- Interactive map of Konche
- Country: Bulgaria
- Province: Kardzhali Province
- Municipality: Momchilgrad
- Time zone: UTC+2 (EET)
- • Summer (DST): UTC+3 (EEST)

= Konche =

Konche is a village in Momchilgrad Municipality, Kardzhali Province, southern Bulgaria. As of 2021, the population stood at 184 residents with 94 males and 90 females.

==Landmarks==
Approximately 10 km (6.2 miles) north of Konche, the neighboring village of Ribino has been declared a protected area. This site was designated to safeguard endangered species and preserve the karst landscape, which includes rocks, springs, and caves.

To the southeast, about 19 km (11.8 miles) from Ribino, near the village of Limets, stands the sanctuary of Sabaziy, dedicated to the Sun God is a notable historical site in the area.

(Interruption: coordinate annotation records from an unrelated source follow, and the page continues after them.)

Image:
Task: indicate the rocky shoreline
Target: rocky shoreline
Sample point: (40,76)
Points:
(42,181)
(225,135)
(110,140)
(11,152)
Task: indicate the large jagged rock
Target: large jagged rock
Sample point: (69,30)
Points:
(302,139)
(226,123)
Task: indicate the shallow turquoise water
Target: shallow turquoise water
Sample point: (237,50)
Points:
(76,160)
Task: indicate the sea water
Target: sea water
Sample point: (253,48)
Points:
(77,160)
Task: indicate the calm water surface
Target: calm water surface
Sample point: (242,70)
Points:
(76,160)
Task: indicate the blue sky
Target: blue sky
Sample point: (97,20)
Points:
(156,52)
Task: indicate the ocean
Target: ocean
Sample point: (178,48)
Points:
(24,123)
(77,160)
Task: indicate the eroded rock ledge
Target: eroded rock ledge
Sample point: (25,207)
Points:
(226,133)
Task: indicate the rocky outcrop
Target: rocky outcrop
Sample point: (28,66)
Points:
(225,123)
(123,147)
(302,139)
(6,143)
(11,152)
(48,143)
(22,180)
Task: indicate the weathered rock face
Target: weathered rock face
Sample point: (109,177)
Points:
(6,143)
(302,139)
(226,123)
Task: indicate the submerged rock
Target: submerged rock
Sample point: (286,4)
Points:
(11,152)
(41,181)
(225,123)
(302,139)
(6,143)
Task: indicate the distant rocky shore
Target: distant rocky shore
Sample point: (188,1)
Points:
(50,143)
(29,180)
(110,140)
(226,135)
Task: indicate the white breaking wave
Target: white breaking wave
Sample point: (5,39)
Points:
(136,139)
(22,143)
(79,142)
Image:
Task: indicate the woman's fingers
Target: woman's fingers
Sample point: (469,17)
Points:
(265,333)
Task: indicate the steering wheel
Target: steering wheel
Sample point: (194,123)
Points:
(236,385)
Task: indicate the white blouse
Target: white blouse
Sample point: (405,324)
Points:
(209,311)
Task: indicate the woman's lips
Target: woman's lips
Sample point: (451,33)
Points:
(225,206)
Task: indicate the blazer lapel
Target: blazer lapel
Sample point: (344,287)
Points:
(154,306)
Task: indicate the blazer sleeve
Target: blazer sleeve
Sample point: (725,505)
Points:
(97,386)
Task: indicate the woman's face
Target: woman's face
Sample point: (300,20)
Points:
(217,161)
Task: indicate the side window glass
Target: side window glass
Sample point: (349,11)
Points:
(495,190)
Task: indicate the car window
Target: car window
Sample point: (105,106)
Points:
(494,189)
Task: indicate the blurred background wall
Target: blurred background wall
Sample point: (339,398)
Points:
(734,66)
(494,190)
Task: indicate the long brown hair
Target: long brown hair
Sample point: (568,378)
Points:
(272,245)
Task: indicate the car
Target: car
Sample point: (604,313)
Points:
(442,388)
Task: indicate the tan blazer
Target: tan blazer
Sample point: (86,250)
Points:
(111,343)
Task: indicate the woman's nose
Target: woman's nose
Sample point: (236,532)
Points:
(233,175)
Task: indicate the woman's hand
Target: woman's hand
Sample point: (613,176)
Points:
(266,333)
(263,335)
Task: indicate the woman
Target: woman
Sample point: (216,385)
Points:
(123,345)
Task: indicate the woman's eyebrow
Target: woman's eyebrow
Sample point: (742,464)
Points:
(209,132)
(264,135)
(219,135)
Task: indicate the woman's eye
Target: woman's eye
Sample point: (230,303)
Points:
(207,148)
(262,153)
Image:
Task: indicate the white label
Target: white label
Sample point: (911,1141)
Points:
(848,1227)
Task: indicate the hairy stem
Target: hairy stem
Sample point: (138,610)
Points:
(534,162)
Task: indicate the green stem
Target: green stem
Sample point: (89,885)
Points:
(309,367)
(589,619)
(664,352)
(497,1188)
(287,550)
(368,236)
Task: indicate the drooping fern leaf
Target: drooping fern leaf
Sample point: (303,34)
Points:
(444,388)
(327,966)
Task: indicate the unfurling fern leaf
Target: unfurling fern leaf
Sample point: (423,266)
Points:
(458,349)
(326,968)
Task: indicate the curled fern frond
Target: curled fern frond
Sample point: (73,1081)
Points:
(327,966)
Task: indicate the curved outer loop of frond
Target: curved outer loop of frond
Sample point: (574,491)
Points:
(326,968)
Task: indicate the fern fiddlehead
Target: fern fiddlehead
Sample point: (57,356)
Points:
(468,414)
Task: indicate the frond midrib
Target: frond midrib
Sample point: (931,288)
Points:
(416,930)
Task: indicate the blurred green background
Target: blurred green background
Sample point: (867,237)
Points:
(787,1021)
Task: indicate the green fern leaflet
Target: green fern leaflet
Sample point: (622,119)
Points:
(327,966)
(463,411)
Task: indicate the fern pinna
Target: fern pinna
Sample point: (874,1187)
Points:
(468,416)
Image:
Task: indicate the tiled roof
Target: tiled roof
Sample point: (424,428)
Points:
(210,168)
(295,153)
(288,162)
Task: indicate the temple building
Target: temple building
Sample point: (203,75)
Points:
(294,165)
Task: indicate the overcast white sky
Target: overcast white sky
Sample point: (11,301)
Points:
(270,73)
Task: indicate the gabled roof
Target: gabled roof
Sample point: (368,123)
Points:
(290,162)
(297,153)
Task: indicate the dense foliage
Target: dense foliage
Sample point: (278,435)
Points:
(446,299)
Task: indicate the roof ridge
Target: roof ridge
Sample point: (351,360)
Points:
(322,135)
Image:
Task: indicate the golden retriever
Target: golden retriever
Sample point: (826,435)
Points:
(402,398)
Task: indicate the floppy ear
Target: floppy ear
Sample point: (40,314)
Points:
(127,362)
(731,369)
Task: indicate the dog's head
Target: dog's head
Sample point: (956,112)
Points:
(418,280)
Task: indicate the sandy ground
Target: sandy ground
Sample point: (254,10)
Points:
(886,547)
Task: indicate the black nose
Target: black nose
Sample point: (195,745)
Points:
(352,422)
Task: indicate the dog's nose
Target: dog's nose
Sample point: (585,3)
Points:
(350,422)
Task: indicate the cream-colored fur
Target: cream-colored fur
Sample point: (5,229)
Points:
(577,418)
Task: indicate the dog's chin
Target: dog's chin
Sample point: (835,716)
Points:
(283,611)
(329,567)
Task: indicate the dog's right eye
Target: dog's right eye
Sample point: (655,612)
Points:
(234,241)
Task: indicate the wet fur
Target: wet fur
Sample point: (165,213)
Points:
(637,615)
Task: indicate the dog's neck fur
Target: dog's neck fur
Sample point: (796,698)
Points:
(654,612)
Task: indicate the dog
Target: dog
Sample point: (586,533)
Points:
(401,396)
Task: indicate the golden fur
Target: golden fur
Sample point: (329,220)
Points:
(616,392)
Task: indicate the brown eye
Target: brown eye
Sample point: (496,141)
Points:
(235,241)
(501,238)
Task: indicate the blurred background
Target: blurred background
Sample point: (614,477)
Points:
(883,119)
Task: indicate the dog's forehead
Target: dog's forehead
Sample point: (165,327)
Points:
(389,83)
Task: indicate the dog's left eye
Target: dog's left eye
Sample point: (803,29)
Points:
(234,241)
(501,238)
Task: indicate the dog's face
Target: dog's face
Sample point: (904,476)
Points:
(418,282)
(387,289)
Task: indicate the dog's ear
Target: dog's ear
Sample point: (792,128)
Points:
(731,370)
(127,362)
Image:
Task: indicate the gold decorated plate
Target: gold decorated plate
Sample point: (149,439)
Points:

Not far from Konche, roughly 25 km (15.5 miles) to the north, near the village of Tatul, is the archaeological landmark known as Orpheus' Sanctuary. This site includes an ancient pagan sanctuary and a medieval fortress, recognized as one of the significant architectural discoveries of recent times.

In the vicinity of neighboring village Zvezdel, the medieval Asara Fortress, built during the 9th to 11th centuries, stands as a historical monument. The fortress was used to defend the Zvezdel mine, which was a source of gold and silver. Among the notable artifacts discovered at this site are unique medallions, including a gold leaf-decorated icon found in the chapel. Nearby, about 28 km (17.4 miles) from Zvezdel, is the Petrified Forest close to the village of Raven. This natural phenomenon features petrified trees that are approximately 30 million years old and has been designated as a protected site. Additionally, the Borovets Reserve, situated near Raven, is one of the four reserves in the Eastern Rhodopes. It plays an important role in preserving the region's pine habitats and is recognized for its national importance.